Homem 25/08/2024 07:18
É o fim dos homens? Cromossomo Y está desaparecendo, mas há uma esperança
A degeneração do cromossomo Y ao longo do tempo é uma ameaça à sobrevivência da espécie humana, mas ainda há uma forma de evitá-la

Enquanto vivemos nossas vidas, uma mudança silenciosa está acontecendo em nosso DNA. O cromossomo Y, que determina o sexo masculino de um embrião, está lentamente se desgastando.
Estudos indicam que, se essa tendência continuar, em milhares de anos ele deixará de existir, e, consequentemente, a espécie humana pode simplesmente desaparecer.
Contudo, ainda há uma esperança. Nesse tempo, nossa espécie pode ser capaz de desenvolver um novo gene sexual. Esse fenômeno já foi observado em ratos durante estudos.
Embora pequeno e com poucos genes, o cromossomo Y desempenha um papel crucial na determinação do sexo masculino em humanos e outros mamíferos. Enquanto as fêmeas possuem dois cromossomos X, os machos têm um X e um Y.
Embora o X contenha muitos genes com funções variadas, o Y é único porque carrega o gene SRY, fundamental para iniciar o desenvolvimento masculino.
Cerca de 12 semanas após a concepção, o gene SRY ativa outros genes que regulam a formação dos testículos no embrião. Esses testículos, por sua vez, produzem hormônios masculinos, como a testosterona, que guiam o desenvolvimento do bebê como um menino.
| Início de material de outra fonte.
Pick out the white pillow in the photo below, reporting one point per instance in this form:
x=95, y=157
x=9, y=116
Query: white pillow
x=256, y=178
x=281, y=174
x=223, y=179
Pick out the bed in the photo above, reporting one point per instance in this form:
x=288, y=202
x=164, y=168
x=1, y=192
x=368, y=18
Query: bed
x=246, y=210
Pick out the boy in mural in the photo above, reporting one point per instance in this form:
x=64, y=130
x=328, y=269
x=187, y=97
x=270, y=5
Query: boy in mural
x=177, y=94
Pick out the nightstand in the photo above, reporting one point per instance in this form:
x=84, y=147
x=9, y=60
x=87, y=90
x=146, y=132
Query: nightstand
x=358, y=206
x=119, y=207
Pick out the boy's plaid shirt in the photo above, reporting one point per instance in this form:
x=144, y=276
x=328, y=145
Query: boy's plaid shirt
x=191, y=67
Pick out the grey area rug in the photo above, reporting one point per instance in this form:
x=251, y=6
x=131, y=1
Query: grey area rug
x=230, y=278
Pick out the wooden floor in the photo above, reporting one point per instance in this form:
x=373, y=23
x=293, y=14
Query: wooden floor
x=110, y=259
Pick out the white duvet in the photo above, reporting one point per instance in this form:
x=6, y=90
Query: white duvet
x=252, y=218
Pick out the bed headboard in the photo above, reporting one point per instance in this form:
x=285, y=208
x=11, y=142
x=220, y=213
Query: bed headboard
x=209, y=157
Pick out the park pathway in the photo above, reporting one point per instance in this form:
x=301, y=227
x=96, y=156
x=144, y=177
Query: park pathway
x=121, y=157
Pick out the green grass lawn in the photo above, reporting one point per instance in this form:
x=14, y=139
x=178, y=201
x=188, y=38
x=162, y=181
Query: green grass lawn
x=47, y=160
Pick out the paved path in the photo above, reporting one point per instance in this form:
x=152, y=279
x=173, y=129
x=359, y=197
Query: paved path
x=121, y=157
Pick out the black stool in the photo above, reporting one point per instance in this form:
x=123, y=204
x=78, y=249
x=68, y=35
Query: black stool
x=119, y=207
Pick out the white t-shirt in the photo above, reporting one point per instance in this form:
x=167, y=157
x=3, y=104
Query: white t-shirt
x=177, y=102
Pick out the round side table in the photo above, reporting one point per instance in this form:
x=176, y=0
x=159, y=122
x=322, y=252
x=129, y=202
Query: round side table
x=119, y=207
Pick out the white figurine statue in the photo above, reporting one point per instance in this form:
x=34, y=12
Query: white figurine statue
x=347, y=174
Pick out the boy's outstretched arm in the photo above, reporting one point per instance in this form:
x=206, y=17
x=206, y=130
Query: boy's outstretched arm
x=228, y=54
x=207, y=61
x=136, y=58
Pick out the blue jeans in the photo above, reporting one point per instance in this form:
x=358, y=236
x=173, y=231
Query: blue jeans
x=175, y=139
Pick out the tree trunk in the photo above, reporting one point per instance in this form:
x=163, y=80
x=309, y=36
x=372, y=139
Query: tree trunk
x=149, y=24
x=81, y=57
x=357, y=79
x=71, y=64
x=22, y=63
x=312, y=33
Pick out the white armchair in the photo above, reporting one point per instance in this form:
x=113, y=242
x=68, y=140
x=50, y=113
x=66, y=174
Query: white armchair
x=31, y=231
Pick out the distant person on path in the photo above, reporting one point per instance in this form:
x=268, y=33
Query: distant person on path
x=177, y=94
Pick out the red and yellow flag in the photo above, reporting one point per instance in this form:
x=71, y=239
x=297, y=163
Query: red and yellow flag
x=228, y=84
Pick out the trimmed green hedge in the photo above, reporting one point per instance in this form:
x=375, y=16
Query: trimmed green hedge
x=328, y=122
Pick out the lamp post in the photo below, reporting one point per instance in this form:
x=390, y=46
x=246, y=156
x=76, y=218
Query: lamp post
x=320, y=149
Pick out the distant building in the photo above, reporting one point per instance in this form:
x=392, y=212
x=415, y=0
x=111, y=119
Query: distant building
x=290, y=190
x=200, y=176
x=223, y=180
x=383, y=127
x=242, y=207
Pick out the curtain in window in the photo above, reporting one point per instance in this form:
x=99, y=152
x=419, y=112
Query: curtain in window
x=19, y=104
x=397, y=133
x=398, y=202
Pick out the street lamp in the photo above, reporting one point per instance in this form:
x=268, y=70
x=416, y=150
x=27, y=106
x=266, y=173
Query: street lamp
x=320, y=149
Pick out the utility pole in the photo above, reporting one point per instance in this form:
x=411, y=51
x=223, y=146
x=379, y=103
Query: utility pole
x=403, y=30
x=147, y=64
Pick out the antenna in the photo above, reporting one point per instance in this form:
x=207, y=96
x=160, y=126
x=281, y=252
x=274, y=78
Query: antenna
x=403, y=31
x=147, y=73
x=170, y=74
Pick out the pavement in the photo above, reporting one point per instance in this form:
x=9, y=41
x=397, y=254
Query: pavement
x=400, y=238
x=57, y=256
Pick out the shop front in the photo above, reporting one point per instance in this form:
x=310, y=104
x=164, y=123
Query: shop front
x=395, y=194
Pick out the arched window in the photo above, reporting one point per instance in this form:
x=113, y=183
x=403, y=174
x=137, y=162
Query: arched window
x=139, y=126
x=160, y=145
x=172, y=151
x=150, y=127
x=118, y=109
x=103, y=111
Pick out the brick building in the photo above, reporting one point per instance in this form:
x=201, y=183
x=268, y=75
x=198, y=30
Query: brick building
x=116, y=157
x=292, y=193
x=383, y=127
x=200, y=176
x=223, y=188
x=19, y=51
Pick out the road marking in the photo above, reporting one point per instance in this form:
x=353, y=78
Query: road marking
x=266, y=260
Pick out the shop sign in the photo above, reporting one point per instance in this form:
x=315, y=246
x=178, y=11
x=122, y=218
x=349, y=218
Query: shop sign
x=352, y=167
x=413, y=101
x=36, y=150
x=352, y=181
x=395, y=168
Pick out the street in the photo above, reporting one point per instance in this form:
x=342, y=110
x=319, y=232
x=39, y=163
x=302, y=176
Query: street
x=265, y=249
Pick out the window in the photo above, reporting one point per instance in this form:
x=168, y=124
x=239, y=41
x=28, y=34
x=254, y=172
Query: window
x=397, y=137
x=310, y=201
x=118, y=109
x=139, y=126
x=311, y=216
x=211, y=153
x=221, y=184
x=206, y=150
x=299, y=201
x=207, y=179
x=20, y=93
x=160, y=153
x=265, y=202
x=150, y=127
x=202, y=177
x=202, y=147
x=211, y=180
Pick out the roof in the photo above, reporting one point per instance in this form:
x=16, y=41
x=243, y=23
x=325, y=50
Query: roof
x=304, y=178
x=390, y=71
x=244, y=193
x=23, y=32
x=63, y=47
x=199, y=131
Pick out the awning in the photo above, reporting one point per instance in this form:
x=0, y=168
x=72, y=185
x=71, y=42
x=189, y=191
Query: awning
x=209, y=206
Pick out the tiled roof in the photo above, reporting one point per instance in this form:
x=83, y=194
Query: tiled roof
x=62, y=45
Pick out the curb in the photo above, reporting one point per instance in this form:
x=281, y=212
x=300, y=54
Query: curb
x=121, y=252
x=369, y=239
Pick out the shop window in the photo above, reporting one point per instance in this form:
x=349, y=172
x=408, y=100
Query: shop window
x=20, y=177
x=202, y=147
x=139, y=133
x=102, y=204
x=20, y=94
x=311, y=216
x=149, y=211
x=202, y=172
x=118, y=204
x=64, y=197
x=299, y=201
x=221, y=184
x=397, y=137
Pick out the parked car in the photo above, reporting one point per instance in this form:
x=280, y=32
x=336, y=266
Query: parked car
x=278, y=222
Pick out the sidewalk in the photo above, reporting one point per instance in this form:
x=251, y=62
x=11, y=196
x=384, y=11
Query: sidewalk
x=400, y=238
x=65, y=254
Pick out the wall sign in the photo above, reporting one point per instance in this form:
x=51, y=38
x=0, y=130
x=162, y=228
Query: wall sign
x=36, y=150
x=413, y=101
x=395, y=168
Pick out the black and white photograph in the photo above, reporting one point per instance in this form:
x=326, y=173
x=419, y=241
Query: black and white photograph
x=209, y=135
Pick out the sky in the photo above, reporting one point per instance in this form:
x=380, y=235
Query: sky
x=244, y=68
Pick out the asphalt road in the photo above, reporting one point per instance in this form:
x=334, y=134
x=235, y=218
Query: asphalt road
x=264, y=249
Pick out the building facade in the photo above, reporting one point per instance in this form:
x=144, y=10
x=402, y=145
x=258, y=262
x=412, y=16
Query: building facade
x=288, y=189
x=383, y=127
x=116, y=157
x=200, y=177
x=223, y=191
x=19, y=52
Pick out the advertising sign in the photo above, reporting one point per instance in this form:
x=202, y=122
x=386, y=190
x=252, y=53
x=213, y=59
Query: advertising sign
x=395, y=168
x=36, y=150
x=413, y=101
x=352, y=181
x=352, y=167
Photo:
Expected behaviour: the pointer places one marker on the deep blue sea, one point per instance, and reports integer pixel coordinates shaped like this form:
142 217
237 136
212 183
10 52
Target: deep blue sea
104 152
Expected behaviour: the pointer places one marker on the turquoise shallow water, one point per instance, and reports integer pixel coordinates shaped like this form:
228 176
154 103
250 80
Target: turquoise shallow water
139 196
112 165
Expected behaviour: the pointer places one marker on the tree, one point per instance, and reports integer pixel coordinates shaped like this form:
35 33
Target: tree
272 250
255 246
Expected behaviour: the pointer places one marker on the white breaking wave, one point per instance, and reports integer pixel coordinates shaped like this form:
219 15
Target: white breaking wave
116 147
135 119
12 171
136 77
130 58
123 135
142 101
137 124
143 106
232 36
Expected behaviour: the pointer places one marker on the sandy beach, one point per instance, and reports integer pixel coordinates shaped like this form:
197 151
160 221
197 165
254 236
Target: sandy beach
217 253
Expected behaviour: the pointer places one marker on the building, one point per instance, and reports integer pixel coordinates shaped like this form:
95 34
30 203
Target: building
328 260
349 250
Sem o cromossomo Y e o gene SRY, o embrião não desenvolve características masculinas. Ou seja, se o Y desaparecer, os homens também desaparecerão. Como os humanos não evoluíram para se reproduzir sem o sexo masculino, seríamos extintos.


Apesar de assustador, a ideia do desaparecimento do cromossomo Y pode não significar nosso fim. Se os caminhos evolutivos resultarem no surgimento de um novo gene sexual que garanta o nascimento de meninos, estamos a salvo.
Esse fenômeno já foi observado em duas linhagens de roedores. Os ratos-toupeira da Europa Oriental e os ratos-espinhosos do Japão possuem algumas espécies onde o cromossomo Y e o gene SRY desapareceram. Ainda não se sabe como os toupeiras conseguiram sobreviver, mas no caso dos espinhosos já existe uma resposta.
Uma equipe de biólogos da Universidade de Hokkaido descobriu que os genes do Y foram realocados para outros cromossomos, mas não encontraram o SRY.
Em 2022, identificaram uma pequena duplicação de DNA no cromossomo 3, perto do gene SOX9, que pode substituir o papel do SRY, ativando o SOX9 e permitindo a determinação sexual masculina sem o cromossomo Y.
Então, mesmo que o futuro da humanidade seja incerto, é possível que possamos evitar a extinção. Se os ratos conseguiram, também podemos seguir esse caminho.